Culte du dimanche 1er mai 2016
prédication du pasteur Marc Pernot

Texte de la prédication (vidéo ci-dessous)

Dans un long travail se développant sur deux années, notre Église travaille à se donner une « confession de foi ».

À quoi cela sert-il ?

Quand une personne désire entrer officiellement dans la foi chrétienne, il lui est demandé de dire une confession de foi. Peut-être avez-vous fait ce geste et êtes venu ici, au milieu de l’assemblée des fidèles ? Peut-être que vous vous y préparez vous-même ? Est-ce que c’est si important que ça ? À quoi cela sert-il ?

Et est-ce que c’est biblique, cet appel à faire une déclaration de foi ?

Il y a en tout cas des exemples.

Je crois en Dieu ?

À commencer par la Torah, dans ce commandement essentiel que Jésus cite et enrichit encore, le Shema Israël. Moïse invite le croyant à dire ce texte en se levant et en se couchant, à le dire en partant en voyage et à en faire la base de l’enseignement des enfants : « Écoute, Israël ! l’Éternel, notre Dieu, l’Éternel est un. Tu aimeras l’Éternel, ton Dieu, de tout ton cœur, de toute ton âme et de toute ta force. » (Deutéronome 6:4-5).

Nous avons là une confession de foi en un seul article « l’Éternel, notre Dieu, l’Éternel est un » qui est enchâssée dans un appel à être en relation à Dieu, à l’écouter et à l’aimer.

D’un point de vue théologique, cette déclaration de foi « יְהוָ֥ה אֱלֹהֵ֖ינוּ יְהוָ֥ה אֶחָֽד » (Yahou éloheinou, Yahou érad) est extrêmement profonde et intelligente. Elle propose deux conceptions de Dieu différentes et au lieu de les opposer, elle nous invite à les réunir. Cette confession de foi nous empêche d’enfermer notre conception de Dieu dans une théologie étroite, elle nous invite aussi à nous réconcilier entre nous dans nos théologies différentes et aller même au delà de ces théologies dans l’écoute et dans l’engagement de notre cœur, de notre vie. Finalement ce qui pouvait sembler n’être qu’un cadre autour de la déclaration théologique, cette invitation à écouter Dieu personnellement, ce « écoute » et ce « aime » qui sont dits par le croyant au pied de son lit disent plus sur Dieu que tout le reste. Dieu est quelque chose ou quelqu’un qui s’adresse à moi directement. Ensuite, je pourrai découvrir qu’il est un être complexe à la fois Yahou (source de l’être, de vie, de tendresse, toujours en devenir, et si proche de nous), et Élohim (une réalité tellement plus grande que nous connaissons que rien ne peut lui être comparé).

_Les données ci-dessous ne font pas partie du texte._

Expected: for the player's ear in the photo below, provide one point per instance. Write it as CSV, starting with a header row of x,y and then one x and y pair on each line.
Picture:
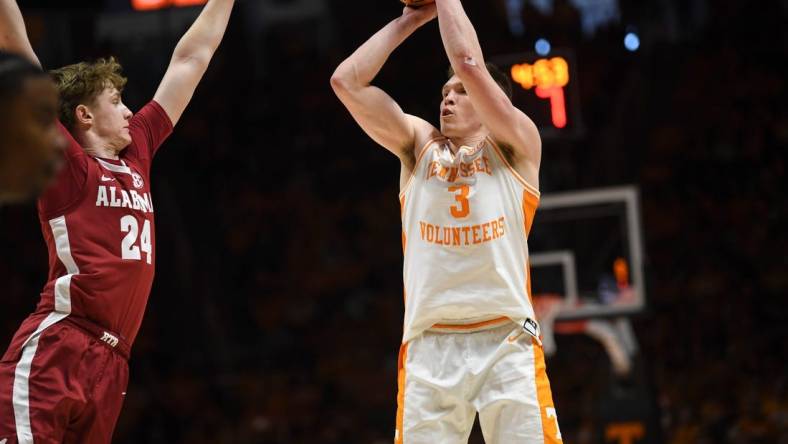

Jésus reprend cette confession de foi fondamentale et il y ajoute une invitation à la réflexion personnelle (et pas seulement à l’écoute servile : « tu l’aimeras avec toute ton intelligence ») et Jésus y ajoute un appel à la créativité dans le service des autres et dans le développement de soi.

Donc, oui, Jésus nous appelle à confesser notre foi en Dieu, et à le faire de façon intime, intelligente et engagée. L’appel à notre intelligence nous autorise, nous invite à faire de la théologie, à ce que la mystérieuse tension entre « Yayou » et « Élohim », entre ces deux faces de Dieu, ne soit pas une façon de disqualifier la théologie mais au contraire l’appel du Christ nous invite à oser penser cette tension par nous-même.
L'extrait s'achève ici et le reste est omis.